Suppose you've got two dice; what's the probability the sum of their rolls will add up to 4? You simply look at all the ways the values of the dice could sum to 4 (e.g. 1 and 3, 2 and 2 or 1 and 4), and add up their probabilities (in this case each is 1/36, so totalling 3/36 or 1/12). You could use a probability square to visualise this calculation.

This is the general proceduce to sum two independent random variables. You've got two random variables X and Y; in the example above the dice.

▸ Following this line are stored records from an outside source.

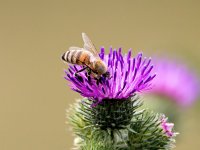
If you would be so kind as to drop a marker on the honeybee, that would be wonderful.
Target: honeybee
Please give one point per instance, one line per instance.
(87, 57)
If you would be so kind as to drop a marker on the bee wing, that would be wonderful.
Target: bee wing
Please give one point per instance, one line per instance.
(88, 45)
(75, 48)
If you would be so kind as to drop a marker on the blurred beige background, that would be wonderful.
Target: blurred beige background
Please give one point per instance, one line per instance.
(34, 34)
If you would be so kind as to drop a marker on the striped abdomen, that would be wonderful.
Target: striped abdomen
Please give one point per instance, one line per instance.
(80, 57)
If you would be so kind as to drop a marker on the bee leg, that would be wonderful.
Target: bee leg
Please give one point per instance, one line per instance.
(88, 75)
(80, 70)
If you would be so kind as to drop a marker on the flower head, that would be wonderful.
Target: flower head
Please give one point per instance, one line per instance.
(128, 76)
(167, 127)
(176, 82)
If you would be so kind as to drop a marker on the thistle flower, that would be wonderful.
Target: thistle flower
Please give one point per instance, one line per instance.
(176, 82)
(167, 127)
(128, 76)
(115, 123)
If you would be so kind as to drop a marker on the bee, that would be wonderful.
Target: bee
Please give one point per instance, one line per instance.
(87, 57)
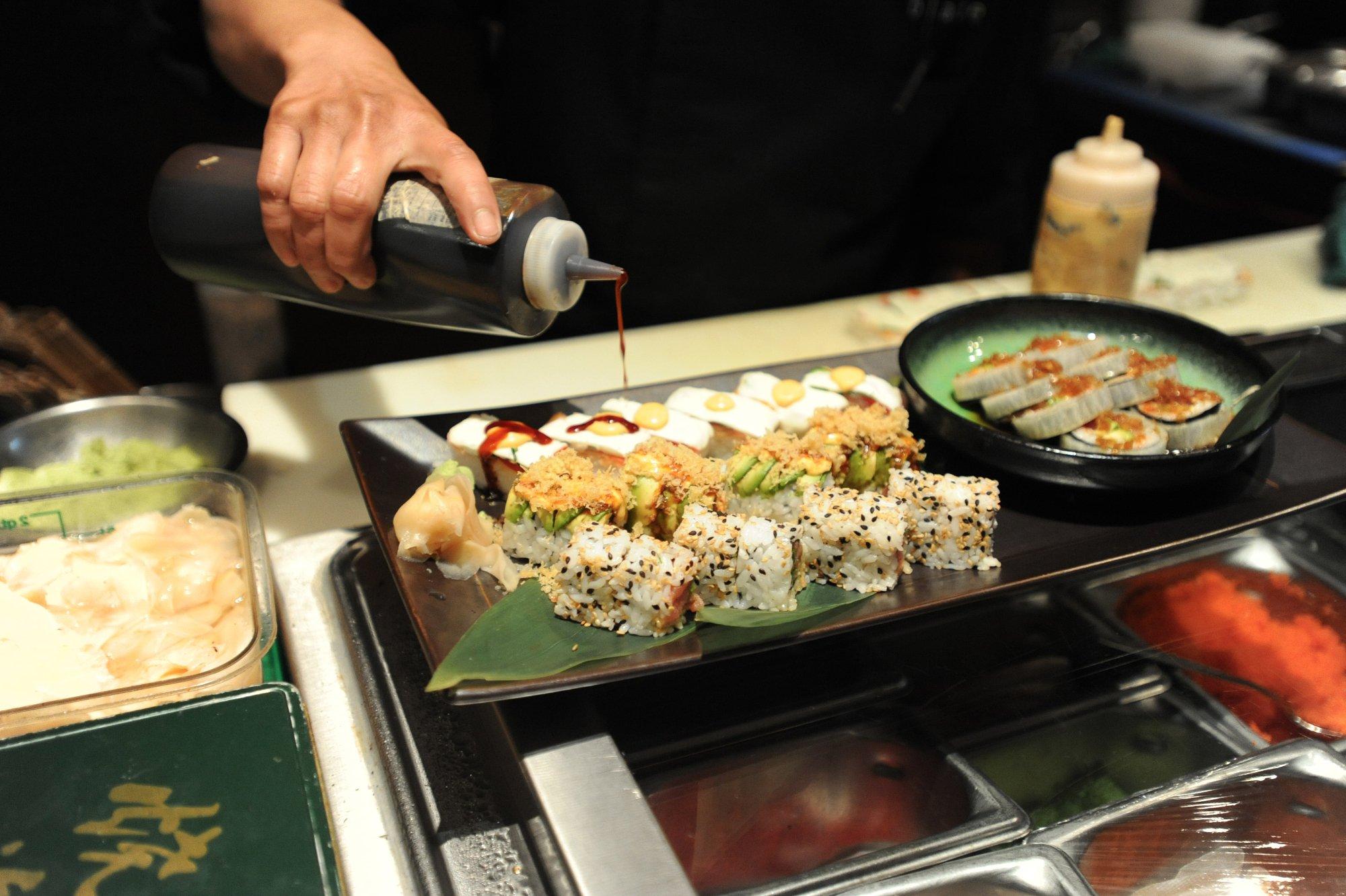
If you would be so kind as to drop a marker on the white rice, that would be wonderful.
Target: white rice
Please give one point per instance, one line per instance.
(951, 520)
(608, 578)
(851, 539)
(748, 563)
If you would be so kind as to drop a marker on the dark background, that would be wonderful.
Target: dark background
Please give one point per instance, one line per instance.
(99, 94)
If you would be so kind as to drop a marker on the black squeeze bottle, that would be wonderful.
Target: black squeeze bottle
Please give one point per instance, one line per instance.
(207, 223)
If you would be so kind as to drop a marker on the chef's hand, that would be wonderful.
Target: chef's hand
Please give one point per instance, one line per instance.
(344, 118)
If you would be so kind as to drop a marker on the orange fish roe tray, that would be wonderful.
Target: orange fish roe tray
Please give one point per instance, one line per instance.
(1285, 633)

They each have some probability distribution function \(f_X\) and \(f_Y\) which encode how probable any particular outcome is. For the dice the probability distribution function is just \( f_X(x) = \frac{1}{6},\, x \in \{1,2,3,4,5,6\} \) (that is the probability of any number between 1 and 6 is one-sixth). Then the probability distribution of their sum is then \( f_{X+Y}(x) = \sum_{y+z=x} f_X(y) f_Y(z) \); that is for each pair of outcomes that sum up to x we multiply the probability of them occuring. In our dice example we calculated \( f_{X+Y}(4) = \frac{1}{12} \); we could repeat the calcuation for all numbers between 2 and 12 to get the full probability distribution function.

The sum above can be rewritten in a slightly different form using a change of variables; \( f_{X+Y}(x) = \sum_{y} f_X(y) f_Y (x - y) =: (f_X * f_Y)(x) \). This last expression is just noting this is the definition of a convolution. A shorthand way of writing this is \( f_{X+Y} = f_X * f_Y \) (note that this is convolution and not multiplication!).

The convolution theorem says that the Fourier Transform maps convolutions into products. So in particular we can rewrite \( f_{X+Y} = \mathcal{F}^{-1} (\mathcal{F}(f_X) \mathcal{F}(f_Y)) \) This can be computationally convenient; a fast fourier transform can be more efficient than performing the sum in the convolution manually. To see this in action we can encode our dice example in R; we represent our probability density function as a vector which are the values of the function at 0, 1, 2, ...

# Vectors are 0 indexed, so probability of 0 as 0
# Probability at 1-6 as 1/6
# We need extra space at the end for higher values so we pad the end with 0s
x <- c(0, seq(1/6, 6), seq(0, 10))
y <- x

# Convoluiton using the fourier transforms and their inverse
z <- fft(fft(x) * fft(y), inverse=True)
# Remove the imaginary part (which should be 0)
z <- abs(z)
# Renormalise the probability to sum to 1
# (The fft introduces a constant multiplicative factor)
z <- z / sum(z)

# The result is what we would get from the convolution
# For example the value at 4 (the 5th element in the vector) is 3
print(round(z*36, 0.01))
# [1] 0 0 1 2 3 4 5 6 5 4 3 2 1 0 0 0 0

These relations are also useful for theoretical calculations. For example the PDF of a standard normal distribution, \(\frac{1}{\sqrt{2\pi}}e^{-\frac{x^2}{2}} \) is a fixpoint of the Fourier transform. This with the scaling and shift relations make it easy to calculate the sum of normally distributed variables. In particular if \( X \sim \mathcal{N}(\mu_1, \sigma_1^2) \) and \( Y \sim \mathcal{N}(\mu_2, \sigma_2^2) \) then \( X + Y \sim \mathcal{N}(\mu_1 + \mu_2, \sigma_1^2 + \sigma_2^2) \).